Pour les amateurs d’amari, c’est précisément là le point central du livre : l’amer n’est pas un goût immédiat ; il n’est ni séduisant comme le sucré ni rassurant comme le salé. C’est un goût « adulte », qui exige éducation, expérience et mémoire. Montanari nous accompagne dans un voyage qui commence dans l’Antiquité — lorsque l’amer était lié à la médecine et à la purification — et se poursuit avec la tradition des élixirs conventuels jusqu’à la naissance des amari modernes comme symbole identitaire italien.

Dans cette perspective, la fin du repas n’est pas seulement un moment digestif : c’est un rituel social, un geste conclusif qui scelle la convivialité et la conversation. Ceux qui aiment l’amaro savent bien qu’il ne s’agit pas seulement de boire une liqueur : c’est une pause, un ralentissement, une signature finale apposée au dîner.

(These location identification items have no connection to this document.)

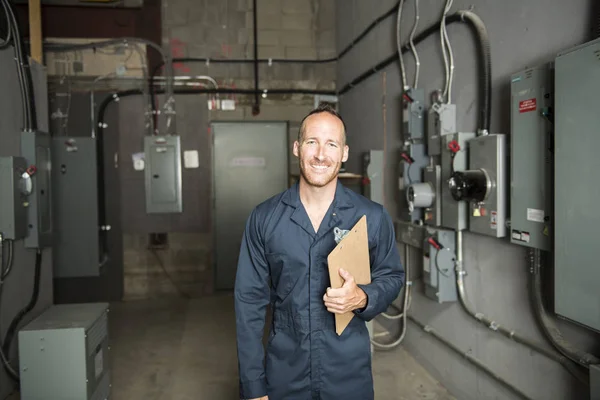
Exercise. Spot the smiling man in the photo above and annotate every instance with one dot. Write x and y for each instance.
(283, 262)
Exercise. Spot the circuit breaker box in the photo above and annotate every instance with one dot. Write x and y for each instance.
(13, 199)
(413, 154)
(438, 265)
(64, 354)
(35, 148)
(454, 158)
(163, 174)
(76, 249)
(532, 160)
(576, 189)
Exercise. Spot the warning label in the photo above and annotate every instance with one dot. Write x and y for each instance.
(527, 105)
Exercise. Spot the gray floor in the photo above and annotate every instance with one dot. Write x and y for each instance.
(176, 349)
(173, 349)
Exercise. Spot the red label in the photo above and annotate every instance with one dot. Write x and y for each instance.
(527, 105)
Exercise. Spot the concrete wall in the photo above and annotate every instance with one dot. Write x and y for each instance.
(522, 34)
(216, 29)
(18, 287)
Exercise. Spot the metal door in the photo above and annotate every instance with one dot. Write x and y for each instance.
(250, 164)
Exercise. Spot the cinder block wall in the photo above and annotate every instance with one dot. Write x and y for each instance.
(292, 29)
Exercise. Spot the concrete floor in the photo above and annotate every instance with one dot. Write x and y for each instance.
(185, 349)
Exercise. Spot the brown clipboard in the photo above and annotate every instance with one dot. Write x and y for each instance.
(351, 254)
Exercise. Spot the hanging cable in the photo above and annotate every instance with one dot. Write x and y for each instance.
(412, 44)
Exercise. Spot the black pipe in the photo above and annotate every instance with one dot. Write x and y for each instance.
(256, 106)
(10, 333)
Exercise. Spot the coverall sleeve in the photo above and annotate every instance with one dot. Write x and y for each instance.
(387, 272)
(251, 295)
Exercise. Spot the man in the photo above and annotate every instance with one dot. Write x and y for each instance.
(283, 261)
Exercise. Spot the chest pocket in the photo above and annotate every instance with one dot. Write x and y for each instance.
(285, 273)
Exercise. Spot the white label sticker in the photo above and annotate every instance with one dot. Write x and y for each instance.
(99, 363)
(248, 162)
(535, 215)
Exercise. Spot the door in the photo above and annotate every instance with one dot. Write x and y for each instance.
(250, 164)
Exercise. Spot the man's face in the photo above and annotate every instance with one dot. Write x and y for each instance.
(322, 149)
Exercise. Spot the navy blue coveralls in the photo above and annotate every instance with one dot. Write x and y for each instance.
(284, 262)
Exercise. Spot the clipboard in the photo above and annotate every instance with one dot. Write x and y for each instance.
(351, 254)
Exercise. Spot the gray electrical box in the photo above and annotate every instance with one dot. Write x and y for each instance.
(64, 354)
(438, 265)
(373, 166)
(531, 206)
(76, 250)
(163, 174)
(454, 213)
(487, 160)
(441, 121)
(13, 201)
(413, 153)
(35, 148)
(576, 189)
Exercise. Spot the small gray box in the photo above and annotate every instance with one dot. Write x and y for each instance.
(13, 210)
(163, 174)
(35, 148)
(454, 213)
(576, 189)
(433, 214)
(438, 265)
(76, 250)
(441, 121)
(488, 154)
(64, 354)
(414, 154)
(410, 233)
(531, 205)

Un livre pour ceux qui boivent (et pensent) l’amer

La force du volume réside dans sa capacité à relier :

  • culture gastronomique
  • anthropologie du goût
  • histoire sociale
  • ritualité du convivio

Ne vous attendez pas à un manuel de dégustation ni à un guide des meilleurs amari italiens : il est ici question d’idées, de symboles et de construction culturelle du goût. C’est un livre qui enrichit l’expérience de ceux qui aiment déjà savourer un amaro important après le dîner — peut-être méditatif, peut-être aux herbes alpines ou aux notes agrumées et résineuses.

Après avoir lu ces pages, chaque petit verre aura un poids différent : il sera le résultat de siècles d’évolution du palais occidental.

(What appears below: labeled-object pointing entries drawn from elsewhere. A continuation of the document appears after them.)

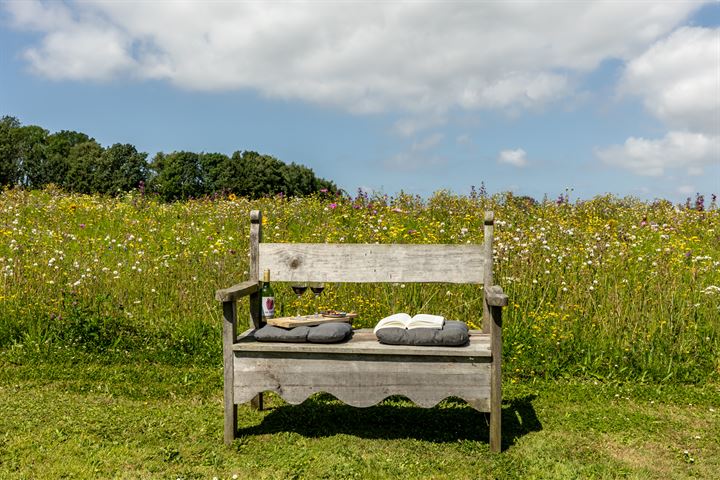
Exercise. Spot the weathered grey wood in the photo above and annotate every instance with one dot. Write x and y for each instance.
(309, 320)
(496, 380)
(236, 292)
(229, 335)
(488, 275)
(495, 296)
(364, 342)
(361, 263)
(361, 371)
(362, 380)
(254, 271)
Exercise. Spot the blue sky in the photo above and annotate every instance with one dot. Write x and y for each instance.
(600, 97)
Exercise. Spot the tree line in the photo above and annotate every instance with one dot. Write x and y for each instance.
(31, 157)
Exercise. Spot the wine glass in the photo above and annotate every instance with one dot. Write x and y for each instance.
(299, 288)
(317, 289)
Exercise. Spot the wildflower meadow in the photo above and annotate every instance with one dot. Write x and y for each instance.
(609, 288)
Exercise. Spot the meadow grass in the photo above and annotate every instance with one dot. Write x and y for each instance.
(608, 288)
(141, 420)
(110, 347)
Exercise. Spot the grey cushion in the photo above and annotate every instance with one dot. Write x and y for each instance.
(331, 332)
(453, 334)
(270, 333)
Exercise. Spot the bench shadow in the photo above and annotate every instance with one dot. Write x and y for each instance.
(398, 418)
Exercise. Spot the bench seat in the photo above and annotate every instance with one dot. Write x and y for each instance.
(362, 372)
(364, 342)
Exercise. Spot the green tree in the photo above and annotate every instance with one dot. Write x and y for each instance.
(31, 142)
(83, 165)
(55, 164)
(9, 151)
(120, 168)
(212, 166)
(178, 176)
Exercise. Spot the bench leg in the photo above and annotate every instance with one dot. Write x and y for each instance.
(257, 402)
(495, 408)
(230, 420)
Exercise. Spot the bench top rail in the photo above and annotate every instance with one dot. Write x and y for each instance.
(371, 263)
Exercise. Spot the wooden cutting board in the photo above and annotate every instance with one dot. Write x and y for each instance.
(309, 320)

Pourquoi le lire si vous aimez les amari?

Parce qu’il vous aide à comprendre :

  • Pourquoi l’amer « clôt » le repas mieux que le sucré
  • Pourquoi le goût amer est associé à la profondeur et à la maturité
  • Pourquoi l’Italie est devenue la patrie des amari
  • Pourquoi la fin du repas est un rite identitaire et pas seulement une question digestive

À un moment historique où la mixologie et la redécouverte des traditions ramènent les amari au centre de la scène, ce livre offre les racines culturelles d’un phénomène que beaucoup vivent seulement au niveau sensoriel.

En conclusion

Amaro. Un gusto italiano (Amaro. Un goût italien) est une lecture brève mais dense, parfaite pour ceux qui considèrent l’amaro non comme un simple digestif, mais comme un acte culturel.

C’est le livre idéal à lire avec un verre à côté de soi. Peut-être lentement. Peut-être en laissant cette amertume — si obstinément italienne — raconter son histoire jusqu’au bout.